Lorsqu’ils y introduisent la navette, l’entrecroisement se forme sous leurs yeux
permettant d’établir le lien avec le mouvement des lisses à partir des fils de chaîne
levés sous lesquels passe le fil de trame. Dans ces opérations, l’entrecroisement
perpendiculaire de la chaîne et de la trame propre au tissage est ainsi découpé en des
séquences mécaniques en même temps que la texture disséquée analytiquement : les
leviers outillent la main comme ils commandent les fils et l’élève accomplira le même
geste pour autant de lisses et pour autant de séries de fils selon l’entrecroisement visé.

Comprendre la toile
« Quand tu as compris la toile, tu es déjà aux trois quarts du chemin ! ». Cet adage
qu’Elena aime répéter à ses élèves indique à quel point il est difficile de tisser. La
simplicité des gestes – lever et baisser les leviers, passer la navette, tasser la trame – va
de pair avec une extraordinaire variété de textures, aux armures*, décors et effets aussi
bien visuels que tactiles très différents, et en cela même rend compte de la complexité
du processus de tissage.
17 La comparaison avec la tapisserie, récurrente sur le terrain où les élèves découvrent en
même temps les deux techniques lors des cours collectifs, est éclairante à ce propos.

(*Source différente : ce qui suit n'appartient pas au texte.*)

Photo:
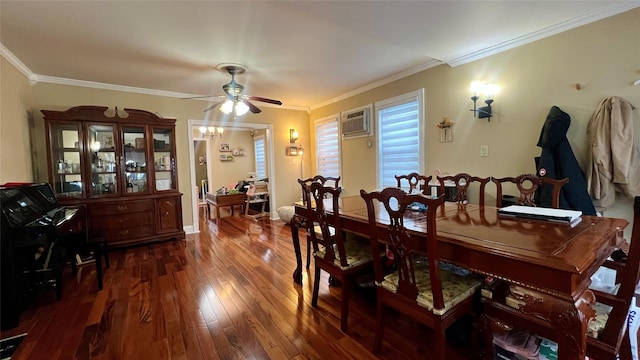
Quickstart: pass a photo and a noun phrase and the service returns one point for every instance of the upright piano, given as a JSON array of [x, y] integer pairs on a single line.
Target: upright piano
[[33, 230]]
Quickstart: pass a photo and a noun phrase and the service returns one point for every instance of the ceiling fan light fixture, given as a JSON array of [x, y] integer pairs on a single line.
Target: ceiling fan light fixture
[[227, 107], [241, 108]]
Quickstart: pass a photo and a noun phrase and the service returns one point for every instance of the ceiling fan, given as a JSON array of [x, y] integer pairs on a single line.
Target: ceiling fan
[[236, 101]]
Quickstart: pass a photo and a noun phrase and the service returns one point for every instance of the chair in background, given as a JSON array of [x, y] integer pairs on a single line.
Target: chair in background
[[415, 182], [325, 181], [527, 185], [609, 336], [342, 259], [258, 193], [462, 182], [202, 203], [418, 287]]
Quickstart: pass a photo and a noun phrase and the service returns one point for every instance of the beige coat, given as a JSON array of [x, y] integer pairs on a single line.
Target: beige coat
[[614, 159]]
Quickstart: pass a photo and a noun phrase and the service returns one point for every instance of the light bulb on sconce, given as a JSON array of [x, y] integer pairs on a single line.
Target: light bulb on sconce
[[294, 150], [488, 90], [293, 136]]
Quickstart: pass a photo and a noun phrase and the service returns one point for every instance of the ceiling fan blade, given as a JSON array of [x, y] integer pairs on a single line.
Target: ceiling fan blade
[[270, 101], [212, 106], [254, 109], [200, 97]]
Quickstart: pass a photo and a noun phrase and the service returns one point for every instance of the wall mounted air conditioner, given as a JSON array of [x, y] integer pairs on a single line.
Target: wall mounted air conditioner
[[356, 123]]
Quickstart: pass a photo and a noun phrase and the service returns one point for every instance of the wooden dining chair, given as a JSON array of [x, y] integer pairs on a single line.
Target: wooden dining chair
[[527, 184], [462, 182], [325, 181], [342, 259], [417, 286], [414, 181], [608, 338]]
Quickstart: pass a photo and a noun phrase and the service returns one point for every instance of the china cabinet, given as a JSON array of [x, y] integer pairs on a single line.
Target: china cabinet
[[122, 166]]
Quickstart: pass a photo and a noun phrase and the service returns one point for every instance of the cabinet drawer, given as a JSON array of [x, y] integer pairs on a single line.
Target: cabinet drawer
[[114, 222], [117, 235], [122, 207]]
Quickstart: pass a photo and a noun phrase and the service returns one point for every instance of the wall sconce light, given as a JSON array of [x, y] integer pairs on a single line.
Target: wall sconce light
[[95, 146], [488, 90], [212, 131], [293, 136], [294, 151]]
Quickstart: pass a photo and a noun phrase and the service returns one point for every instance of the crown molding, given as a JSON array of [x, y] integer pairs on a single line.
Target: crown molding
[[137, 90], [13, 60], [35, 78], [414, 70], [546, 32]]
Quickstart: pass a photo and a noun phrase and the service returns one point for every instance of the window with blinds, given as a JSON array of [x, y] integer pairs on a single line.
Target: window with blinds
[[400, 137], [328, 146], [261, 166]]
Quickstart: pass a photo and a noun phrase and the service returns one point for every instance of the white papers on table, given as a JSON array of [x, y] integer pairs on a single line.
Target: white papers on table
[[540, 213]]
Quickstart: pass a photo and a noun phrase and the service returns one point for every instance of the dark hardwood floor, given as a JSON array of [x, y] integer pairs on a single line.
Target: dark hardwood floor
[[225, 293]]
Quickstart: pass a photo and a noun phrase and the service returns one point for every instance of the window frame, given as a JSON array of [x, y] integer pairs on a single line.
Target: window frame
[[262, 138], [335, 118], [414, 96]]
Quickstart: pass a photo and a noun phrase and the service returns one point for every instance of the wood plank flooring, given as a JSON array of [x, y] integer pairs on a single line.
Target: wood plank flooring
[[225, 293]]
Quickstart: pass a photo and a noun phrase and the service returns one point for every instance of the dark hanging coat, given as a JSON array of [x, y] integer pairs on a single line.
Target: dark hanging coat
[[557, 161]]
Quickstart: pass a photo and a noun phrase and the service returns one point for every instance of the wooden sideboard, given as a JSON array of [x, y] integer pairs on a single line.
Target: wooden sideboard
[[122, 166]]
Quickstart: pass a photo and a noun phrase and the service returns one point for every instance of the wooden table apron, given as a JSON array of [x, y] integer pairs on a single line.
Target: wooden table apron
[[554, 260]]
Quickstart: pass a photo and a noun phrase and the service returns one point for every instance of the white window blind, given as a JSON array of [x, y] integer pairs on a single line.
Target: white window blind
[[328, 146], [400, 140], [261, 166]]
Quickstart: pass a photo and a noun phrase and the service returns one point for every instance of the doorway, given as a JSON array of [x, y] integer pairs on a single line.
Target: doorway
[[195, 139]]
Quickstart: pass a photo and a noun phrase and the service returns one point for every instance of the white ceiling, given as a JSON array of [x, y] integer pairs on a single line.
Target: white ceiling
[[304, 53]]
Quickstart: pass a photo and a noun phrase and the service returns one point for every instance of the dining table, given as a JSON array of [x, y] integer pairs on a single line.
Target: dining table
[[553, 261]]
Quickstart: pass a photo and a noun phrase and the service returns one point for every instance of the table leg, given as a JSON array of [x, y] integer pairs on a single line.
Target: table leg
[[571, 324], [296, 223], [569, 319]]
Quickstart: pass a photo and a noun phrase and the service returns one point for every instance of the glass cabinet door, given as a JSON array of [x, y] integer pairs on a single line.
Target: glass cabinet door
[[66, 160], [135, 159], [164, 159], [104, 160]]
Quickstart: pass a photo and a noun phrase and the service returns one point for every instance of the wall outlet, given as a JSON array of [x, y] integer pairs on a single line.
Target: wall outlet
[[484, 150]]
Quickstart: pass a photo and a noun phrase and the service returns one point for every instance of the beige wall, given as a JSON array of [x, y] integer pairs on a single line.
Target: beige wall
[[15, 115], [603, 57], [62, 97]]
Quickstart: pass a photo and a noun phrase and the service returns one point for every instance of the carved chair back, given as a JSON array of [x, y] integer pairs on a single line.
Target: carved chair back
[[462, 182], [527, 185], [414, 181]]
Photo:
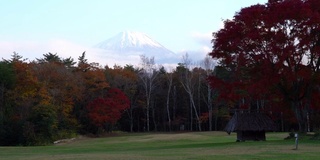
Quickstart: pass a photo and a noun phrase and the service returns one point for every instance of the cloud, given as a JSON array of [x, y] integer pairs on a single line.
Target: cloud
[[65, 49], [202, 38]]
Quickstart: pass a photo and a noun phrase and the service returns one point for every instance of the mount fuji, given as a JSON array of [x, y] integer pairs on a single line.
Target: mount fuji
[[128, 46]]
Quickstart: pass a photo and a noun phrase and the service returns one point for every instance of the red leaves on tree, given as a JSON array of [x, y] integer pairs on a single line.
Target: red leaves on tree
[[108, 110], [273, 47]]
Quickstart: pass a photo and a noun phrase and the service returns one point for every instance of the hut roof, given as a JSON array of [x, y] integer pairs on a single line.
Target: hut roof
[[250, 122]]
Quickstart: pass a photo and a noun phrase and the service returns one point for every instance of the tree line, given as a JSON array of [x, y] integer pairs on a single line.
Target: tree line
[[268, 61]]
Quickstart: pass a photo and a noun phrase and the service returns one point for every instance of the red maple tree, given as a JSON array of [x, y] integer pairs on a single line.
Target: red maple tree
[[273, 48], [108, 110]]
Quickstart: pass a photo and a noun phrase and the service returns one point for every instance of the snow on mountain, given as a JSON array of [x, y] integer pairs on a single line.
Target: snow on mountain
[[128, 46]]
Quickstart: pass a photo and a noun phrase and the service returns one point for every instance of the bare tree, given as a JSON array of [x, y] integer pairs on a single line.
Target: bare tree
[[188, 84], [170, 79], [148, 75], [208, 65]]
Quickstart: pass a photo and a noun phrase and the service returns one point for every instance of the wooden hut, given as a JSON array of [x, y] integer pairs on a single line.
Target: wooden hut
[[250, 126]]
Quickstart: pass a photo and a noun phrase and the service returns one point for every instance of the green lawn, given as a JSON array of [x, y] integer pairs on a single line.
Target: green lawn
[[155, 146]]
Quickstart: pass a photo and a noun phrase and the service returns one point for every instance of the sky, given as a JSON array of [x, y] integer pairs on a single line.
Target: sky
[[69, 27]]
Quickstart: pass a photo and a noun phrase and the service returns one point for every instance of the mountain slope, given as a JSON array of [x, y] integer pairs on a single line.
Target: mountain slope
[[133, 44]]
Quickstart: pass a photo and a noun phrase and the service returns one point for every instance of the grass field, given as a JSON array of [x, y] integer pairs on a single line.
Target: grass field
[[169, 146]]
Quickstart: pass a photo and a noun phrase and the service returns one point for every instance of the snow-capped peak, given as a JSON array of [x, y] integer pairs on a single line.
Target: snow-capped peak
[[131, 41], [137, 39]]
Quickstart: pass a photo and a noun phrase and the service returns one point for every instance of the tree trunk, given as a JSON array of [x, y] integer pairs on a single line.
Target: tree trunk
[[301, 115]]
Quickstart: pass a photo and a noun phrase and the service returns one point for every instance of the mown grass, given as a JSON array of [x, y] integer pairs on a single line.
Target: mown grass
[[156, 146]]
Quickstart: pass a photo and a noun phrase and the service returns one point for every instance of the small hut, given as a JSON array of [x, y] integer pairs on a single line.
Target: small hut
[[250, 126]]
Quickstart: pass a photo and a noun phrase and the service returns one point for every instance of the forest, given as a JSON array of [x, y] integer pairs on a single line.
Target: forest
[[266, 59]]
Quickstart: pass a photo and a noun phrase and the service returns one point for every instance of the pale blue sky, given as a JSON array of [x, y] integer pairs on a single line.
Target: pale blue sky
[[31, 27]]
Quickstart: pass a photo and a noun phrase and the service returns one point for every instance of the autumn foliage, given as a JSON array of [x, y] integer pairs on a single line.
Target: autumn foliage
[[271, 49], [108, 110]]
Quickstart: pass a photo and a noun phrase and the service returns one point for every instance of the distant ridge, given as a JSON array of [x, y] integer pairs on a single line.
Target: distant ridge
[[129, 42]]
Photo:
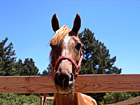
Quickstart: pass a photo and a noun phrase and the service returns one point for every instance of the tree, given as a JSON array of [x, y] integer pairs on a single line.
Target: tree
[[7, 59], [96, 59], [96, 56], [29, 67]]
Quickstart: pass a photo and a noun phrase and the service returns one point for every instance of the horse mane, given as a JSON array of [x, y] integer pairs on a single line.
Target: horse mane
[[59, 36]]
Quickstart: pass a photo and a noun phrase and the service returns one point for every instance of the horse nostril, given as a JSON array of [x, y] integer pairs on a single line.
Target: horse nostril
[[71, 78]]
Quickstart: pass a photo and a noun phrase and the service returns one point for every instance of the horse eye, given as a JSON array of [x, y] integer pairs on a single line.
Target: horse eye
[[52, 46], [78, 46]]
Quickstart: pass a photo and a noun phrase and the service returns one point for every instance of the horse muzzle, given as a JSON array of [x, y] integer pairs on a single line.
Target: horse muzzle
[[64, 83]]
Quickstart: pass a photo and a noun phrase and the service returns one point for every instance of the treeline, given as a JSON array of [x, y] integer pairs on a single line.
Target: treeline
[[97, 60], [9, 66]]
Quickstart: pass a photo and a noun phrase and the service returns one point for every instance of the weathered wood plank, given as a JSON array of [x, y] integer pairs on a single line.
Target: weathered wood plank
[[84, 84], [128, 102]]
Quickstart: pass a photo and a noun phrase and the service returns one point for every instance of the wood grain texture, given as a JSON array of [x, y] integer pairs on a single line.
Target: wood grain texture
[[84, 84], [128, 102]]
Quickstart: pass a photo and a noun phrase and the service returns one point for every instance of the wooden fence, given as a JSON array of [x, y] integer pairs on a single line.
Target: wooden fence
[[84, 84]]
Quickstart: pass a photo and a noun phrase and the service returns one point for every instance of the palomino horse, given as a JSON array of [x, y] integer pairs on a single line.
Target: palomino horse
[[66, 56]]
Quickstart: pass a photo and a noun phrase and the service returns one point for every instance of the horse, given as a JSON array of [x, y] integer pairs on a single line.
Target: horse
[[66, 57]]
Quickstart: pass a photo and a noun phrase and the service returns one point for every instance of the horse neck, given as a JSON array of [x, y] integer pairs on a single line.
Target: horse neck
[[70, 99]]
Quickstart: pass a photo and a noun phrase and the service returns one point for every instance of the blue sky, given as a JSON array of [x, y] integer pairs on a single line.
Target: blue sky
[[116, 23]]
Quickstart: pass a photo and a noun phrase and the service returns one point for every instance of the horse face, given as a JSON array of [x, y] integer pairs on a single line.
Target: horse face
[[69, 47]]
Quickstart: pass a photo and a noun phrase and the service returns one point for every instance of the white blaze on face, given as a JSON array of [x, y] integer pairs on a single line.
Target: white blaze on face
[[66, 41]]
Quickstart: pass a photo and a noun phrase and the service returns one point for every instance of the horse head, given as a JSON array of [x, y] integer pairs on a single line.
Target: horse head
[[66, 55]]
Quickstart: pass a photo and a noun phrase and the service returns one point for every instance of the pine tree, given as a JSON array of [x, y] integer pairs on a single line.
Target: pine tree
[[7, 59], [96, 56], [29, 67], [96, 59]]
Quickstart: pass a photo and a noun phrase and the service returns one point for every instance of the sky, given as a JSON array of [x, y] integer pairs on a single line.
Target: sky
[[116, 23]]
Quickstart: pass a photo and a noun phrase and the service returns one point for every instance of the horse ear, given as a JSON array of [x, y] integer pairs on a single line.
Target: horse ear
[[77, 24], [55, 23]]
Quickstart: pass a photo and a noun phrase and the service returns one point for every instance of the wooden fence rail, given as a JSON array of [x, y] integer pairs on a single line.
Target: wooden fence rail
[[84, 84]]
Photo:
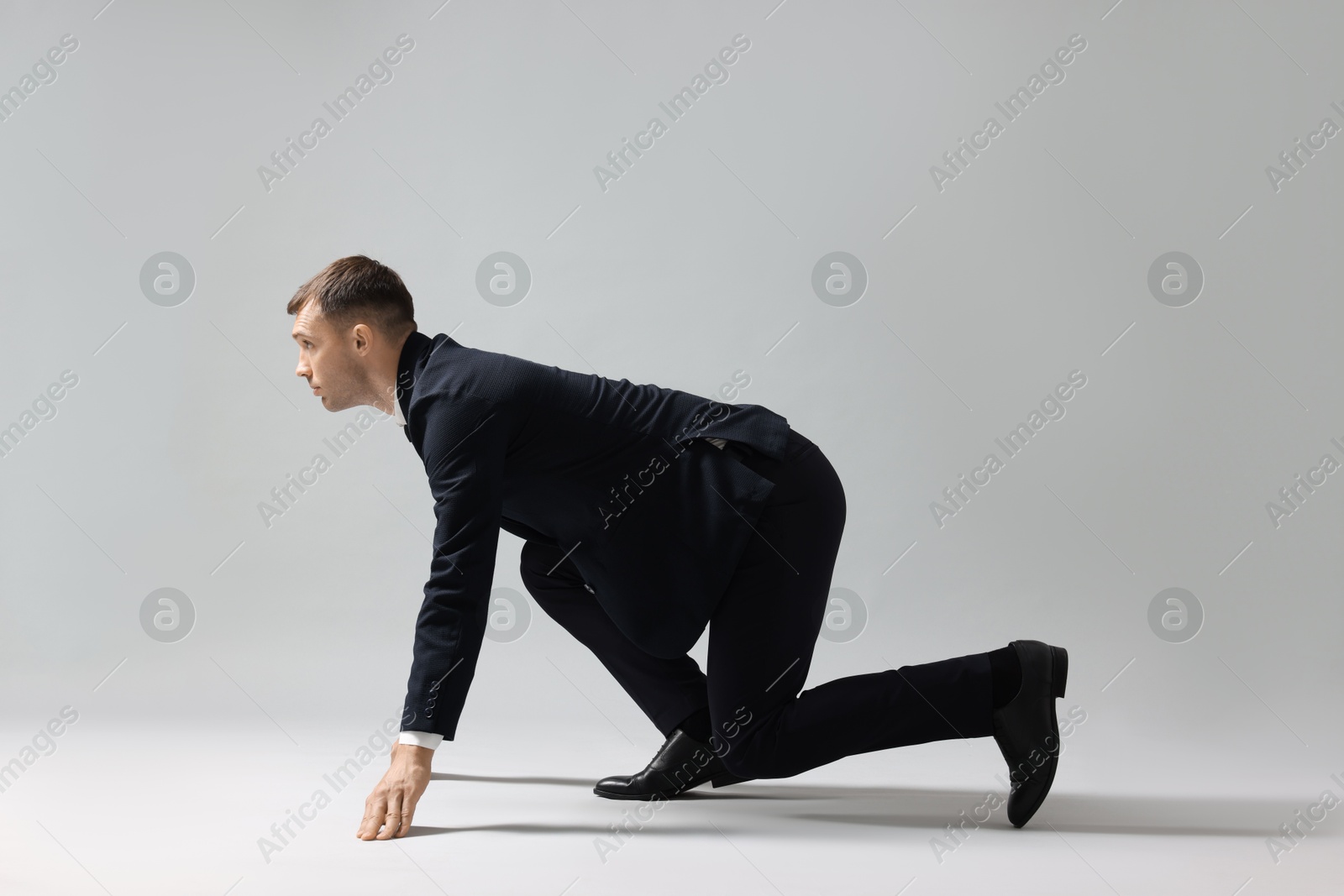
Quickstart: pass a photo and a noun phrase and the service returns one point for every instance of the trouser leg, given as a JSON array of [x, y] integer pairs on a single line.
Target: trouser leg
[[764, 631], [667, 691]]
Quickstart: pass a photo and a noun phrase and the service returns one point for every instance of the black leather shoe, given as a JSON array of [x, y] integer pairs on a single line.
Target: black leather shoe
[[1027, 731], [679, 765]]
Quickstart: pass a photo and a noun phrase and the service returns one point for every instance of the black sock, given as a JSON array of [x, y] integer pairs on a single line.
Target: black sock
[[698, 725], [1005, 669]]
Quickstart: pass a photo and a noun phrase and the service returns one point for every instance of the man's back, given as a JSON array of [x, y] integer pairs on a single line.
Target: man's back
[[615, 473]]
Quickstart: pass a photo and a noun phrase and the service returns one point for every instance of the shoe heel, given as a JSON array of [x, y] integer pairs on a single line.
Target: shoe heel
[[1058, 671]]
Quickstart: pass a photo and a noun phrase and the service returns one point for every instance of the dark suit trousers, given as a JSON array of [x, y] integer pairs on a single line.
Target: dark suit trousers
[[761, 641]]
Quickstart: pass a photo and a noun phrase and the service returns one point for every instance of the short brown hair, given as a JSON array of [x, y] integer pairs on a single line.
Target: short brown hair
[[355, 288]]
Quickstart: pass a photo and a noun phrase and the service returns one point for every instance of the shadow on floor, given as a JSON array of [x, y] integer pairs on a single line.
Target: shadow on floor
[[909, 808]]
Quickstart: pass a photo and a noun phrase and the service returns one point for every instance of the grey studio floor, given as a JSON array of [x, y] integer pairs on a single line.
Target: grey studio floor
[[151, 808]]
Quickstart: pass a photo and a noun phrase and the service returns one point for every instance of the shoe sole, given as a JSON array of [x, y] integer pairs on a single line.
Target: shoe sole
[[721, 779], [1058, 681]]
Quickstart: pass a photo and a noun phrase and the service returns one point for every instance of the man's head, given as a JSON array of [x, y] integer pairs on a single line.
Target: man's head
[[351, 322]]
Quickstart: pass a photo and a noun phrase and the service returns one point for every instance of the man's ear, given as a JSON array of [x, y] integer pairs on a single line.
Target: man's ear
[[363, 338]]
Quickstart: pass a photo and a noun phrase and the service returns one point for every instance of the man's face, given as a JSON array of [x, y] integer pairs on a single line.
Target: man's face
[[328, 360]]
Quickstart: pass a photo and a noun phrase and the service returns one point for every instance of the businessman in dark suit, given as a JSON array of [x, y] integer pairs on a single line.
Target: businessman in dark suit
[[648, 513]]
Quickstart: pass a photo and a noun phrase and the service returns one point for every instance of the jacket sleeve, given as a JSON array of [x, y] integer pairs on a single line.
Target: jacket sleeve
[[464, 446]]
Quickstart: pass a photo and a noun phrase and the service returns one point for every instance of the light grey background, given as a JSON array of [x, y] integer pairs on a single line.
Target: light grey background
[[694, 265]]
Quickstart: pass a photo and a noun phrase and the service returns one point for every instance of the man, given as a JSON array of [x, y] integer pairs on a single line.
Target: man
[[648, 513]]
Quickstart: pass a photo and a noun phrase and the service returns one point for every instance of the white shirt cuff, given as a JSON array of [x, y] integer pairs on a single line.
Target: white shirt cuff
[[421, 739]]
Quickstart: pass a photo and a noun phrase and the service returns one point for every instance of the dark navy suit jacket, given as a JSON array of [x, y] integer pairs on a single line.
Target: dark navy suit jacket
[[613, 473]]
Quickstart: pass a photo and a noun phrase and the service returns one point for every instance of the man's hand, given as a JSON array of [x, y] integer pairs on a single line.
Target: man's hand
[[393, 802]]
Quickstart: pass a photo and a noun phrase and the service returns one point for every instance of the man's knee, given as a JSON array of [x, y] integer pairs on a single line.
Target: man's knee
[[743, 763], [544, 577]]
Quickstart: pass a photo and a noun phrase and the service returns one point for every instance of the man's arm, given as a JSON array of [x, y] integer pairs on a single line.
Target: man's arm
[[464, 458]]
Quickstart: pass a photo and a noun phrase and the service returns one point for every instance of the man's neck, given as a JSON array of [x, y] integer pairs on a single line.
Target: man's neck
[[385, 380]]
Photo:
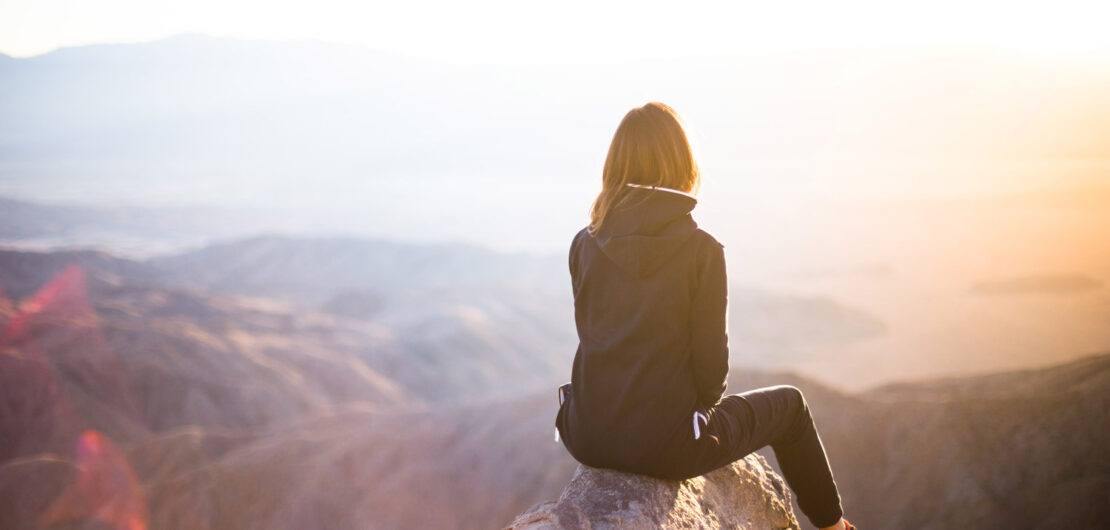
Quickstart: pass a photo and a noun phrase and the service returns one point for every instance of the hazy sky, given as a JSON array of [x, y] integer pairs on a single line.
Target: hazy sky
[[569, 30]]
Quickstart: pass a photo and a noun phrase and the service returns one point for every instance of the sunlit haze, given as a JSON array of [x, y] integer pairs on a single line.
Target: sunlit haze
[[565, 31]]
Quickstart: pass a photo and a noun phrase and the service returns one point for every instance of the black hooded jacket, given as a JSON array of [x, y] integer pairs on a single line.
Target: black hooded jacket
[[649, 299]]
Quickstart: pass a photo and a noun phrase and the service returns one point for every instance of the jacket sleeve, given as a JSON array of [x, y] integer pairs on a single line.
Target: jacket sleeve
[[708, 332]]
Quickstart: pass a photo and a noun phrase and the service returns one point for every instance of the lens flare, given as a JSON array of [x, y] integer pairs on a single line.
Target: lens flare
[[106, 488]]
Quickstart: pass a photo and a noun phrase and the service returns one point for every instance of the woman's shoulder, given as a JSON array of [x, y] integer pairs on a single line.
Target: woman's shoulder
[[706, 239]]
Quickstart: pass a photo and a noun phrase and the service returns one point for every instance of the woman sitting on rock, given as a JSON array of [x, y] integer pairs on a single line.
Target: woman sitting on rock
[[649, 299]]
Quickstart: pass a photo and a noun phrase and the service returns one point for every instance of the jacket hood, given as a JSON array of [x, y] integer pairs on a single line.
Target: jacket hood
[[641, 237]]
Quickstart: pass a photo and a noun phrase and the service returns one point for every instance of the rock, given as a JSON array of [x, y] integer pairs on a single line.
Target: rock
[[744, 495]]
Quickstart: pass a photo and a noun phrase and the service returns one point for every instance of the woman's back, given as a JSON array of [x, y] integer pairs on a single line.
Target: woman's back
[[649, 306]]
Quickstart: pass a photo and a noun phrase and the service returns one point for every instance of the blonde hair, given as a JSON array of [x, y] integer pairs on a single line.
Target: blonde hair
[[649, 148]]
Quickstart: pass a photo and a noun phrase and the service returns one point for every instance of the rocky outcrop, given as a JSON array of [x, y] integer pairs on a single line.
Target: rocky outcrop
[[745, 495]]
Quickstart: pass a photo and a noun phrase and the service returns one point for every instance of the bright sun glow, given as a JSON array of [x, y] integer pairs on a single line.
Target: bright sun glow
[[500, 30]]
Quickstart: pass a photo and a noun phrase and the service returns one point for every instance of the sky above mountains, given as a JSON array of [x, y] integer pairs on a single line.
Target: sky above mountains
[[573, 31]]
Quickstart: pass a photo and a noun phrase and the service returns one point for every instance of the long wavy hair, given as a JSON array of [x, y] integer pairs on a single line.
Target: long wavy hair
[[649, 148]]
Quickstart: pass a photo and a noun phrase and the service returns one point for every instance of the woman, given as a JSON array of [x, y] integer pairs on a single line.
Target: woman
[[649, 298]]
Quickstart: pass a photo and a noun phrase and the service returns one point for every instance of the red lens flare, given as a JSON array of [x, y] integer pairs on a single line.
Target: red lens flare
[[106, 488]]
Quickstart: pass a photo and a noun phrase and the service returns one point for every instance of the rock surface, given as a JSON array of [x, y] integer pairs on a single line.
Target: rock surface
[[745, 495]]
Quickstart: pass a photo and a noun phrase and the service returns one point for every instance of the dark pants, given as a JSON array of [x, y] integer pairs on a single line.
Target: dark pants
[[778, 417]]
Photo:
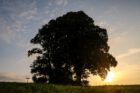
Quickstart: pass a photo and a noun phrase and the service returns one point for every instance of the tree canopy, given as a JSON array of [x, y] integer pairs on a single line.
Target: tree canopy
[[72, 47]]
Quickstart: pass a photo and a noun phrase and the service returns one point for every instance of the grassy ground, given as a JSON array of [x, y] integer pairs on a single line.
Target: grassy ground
[[47, 88]]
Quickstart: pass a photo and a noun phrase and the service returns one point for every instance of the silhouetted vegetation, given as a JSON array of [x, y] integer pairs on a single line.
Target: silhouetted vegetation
[[49, 88], [72, 47]]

18 Alors que le tissage est considéré par certains d’entre eux comme « très difficile »,
« épuisant » ou simplement « long et répétitif », tous sont d’accord pour dire que les
deux techniques ne se ressemblent point, car « faire de la tapisserie, c’est comme
dessiner avec les fils ». En effet, dans le tissage, le tissu se forme de manière homogène
et régulière sur toute la largeur de la chaîne entre les deux lisières et sur la hauteur du
tissu, trame après trame. Cette progression, fondée sur la répétition d’un module
d’entrecroisement de chaîne et de trame, définit le « rythme » d’un tissu. Dans la
tapisserie, au contraire, les trames et les secteurs où elles apparaissent sont le cœur de
la technique et, même si la construction du tissu suit un même module, les trames ne
vont pas d’une lisière à l’autre, mais suivent les contours d’un dessin ou d’une zone de
couleur. Le nombre et les mouvements des lisses sont réduits et complétés par le travail
de mains qui sélectionnent les fils de la chaîne en fonction du dessin, entrecroisent les
trames selon la portion concernée et, enfin, lient les trames discontinues entre elles 5.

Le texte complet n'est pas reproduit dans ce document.